Our findings also highlight that the broad term Medicare for All may mean different things to different people, and it does not necessarily equate with the idea that insurance coverage should be decoupled from employment. The findings of our secondary outcome analysis suggest uniquely positive features of the “Medicare” label, as these were only abstract concepts that gained support in response to experimental priming (compared to “universal health coverage” or “national health programs”). At the same time, however, we observe that actual loss of insurance was associated with increased approval of the Affordable Care Act/Obamacare rather than M4A, again suggesting that respondent experience with actual programs plays a large role in their opinions.

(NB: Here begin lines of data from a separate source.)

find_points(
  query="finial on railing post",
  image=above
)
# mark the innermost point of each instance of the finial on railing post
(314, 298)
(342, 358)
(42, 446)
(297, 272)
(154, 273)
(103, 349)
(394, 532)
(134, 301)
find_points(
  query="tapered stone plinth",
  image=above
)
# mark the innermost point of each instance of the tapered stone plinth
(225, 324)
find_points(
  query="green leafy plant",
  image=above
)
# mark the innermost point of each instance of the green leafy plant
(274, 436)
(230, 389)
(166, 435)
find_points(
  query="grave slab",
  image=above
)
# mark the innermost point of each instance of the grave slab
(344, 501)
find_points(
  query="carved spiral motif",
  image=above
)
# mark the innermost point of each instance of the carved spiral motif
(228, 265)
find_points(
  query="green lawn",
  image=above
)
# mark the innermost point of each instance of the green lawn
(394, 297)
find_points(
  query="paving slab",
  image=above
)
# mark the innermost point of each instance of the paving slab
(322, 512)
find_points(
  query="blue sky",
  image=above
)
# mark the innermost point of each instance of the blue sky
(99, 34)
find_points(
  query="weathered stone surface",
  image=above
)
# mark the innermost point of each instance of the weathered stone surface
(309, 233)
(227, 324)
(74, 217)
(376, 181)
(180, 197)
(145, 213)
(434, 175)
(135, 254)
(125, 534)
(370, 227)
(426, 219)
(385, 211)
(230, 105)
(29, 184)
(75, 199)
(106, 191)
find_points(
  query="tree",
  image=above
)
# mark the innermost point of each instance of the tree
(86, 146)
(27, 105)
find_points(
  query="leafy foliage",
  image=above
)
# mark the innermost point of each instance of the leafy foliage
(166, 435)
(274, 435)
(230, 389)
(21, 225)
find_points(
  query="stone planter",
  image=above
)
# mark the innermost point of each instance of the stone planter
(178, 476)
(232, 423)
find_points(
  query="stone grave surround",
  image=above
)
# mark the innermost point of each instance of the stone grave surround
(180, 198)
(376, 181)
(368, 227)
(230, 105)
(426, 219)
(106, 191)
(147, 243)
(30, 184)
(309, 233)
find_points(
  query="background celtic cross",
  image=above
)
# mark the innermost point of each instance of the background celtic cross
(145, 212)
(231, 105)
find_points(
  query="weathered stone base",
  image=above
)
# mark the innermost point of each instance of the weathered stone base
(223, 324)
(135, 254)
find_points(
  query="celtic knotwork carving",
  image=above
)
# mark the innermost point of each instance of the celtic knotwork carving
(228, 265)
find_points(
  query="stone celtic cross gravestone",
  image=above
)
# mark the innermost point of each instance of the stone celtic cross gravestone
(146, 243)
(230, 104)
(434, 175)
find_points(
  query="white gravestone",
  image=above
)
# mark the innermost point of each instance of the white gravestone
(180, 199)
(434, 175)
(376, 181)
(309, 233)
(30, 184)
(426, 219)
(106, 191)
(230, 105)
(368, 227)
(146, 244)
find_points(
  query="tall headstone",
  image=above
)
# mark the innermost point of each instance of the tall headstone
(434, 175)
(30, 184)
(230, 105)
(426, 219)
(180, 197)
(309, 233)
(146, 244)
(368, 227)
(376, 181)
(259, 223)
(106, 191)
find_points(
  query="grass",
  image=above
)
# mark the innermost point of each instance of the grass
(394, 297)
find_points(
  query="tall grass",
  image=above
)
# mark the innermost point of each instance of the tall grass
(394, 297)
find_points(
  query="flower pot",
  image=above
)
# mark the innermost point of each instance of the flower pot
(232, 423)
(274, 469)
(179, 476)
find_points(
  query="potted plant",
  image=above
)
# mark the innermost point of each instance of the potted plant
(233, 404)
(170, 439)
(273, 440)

We also find major differences in magnitudes when comparing experimental versus personal experience of insurance loss. This highlights important methodological trade-offs in research design. While survey experiments generate strong internal validity, the larger effects, and differential patterns of heterogeneity, of our nonexperimental estimates are a reminder that real-life exposures are likely more powerful—and of much greater interest—than differences in issue framing generated by researchers. However, residual confounding of these estimates remains a possibility. Longitudinal study designs could shed further light on these questions.

Limitations

A limitation of the study is that while the “structural” factor—job loss—was unexpected for many, given the unexpected nature of the pandemic, it may be subject to residual confounding; despite extensive covariate adjustment, the associations between health insurance loss and M4A approval cannot be interpreted as causal. In the experimental component, treatment was randomly assigned, although differential attrition with respect to respondent age may also bias point estimates. We mitigate the impact of this imbalance by controlling for age. We also note that, since attrition of younger respondents was higher in the treatment groups, and since younger respondents are on average more favorable to M4A, this imbalance may work against the likelihood of finding treatment effects. This survey experiment is also limited by the controlled environment in which it was implemented: respondents were not exposed to counterframes; as a result, we cannot assess how similar subjects would respond to the COVID-19 priming in the presence of competing frames. A further limitation relates to generalizability: perhaps reflecting the online recruiting modality, the sample in this article is younger, more likely to be unemployed, and more likely to have lost health insurance recently than the US population as a whole. The relationships identified in this sample may be weaker in older and more stably employed populations. A final limitation is that, while all experimental analysis, including subgroup analyses, were preregistered, observational analyses of the association between insurance loss and M4A support were not preregistered and should be interpreted as exploratory in nature.

Conclusions

We find that sympathetic framing of job loss and its association with insurance loss can bolster support for M4A, but that actual experience of insurance loss increases support for universal health coverage options more. Whether COVID-19 might tip the balance toward broader support for Medicare for All, the Affordable Care Act, or similar proposals will likely hinge on whether affected groups begin to perceive a stake in the programs, particularly the millions of people who lost employer-sponsored coverage in 2020 (Jacobs and Mettler 2011). With a new presidential administration, health care policy will continue to evolve. Our research suggests that while appealing framing can help, concrete benefits delivered by programs, rather than more effective messaging, are the most promising path toward generating a broader consensus around universal health coverage programs in the United States.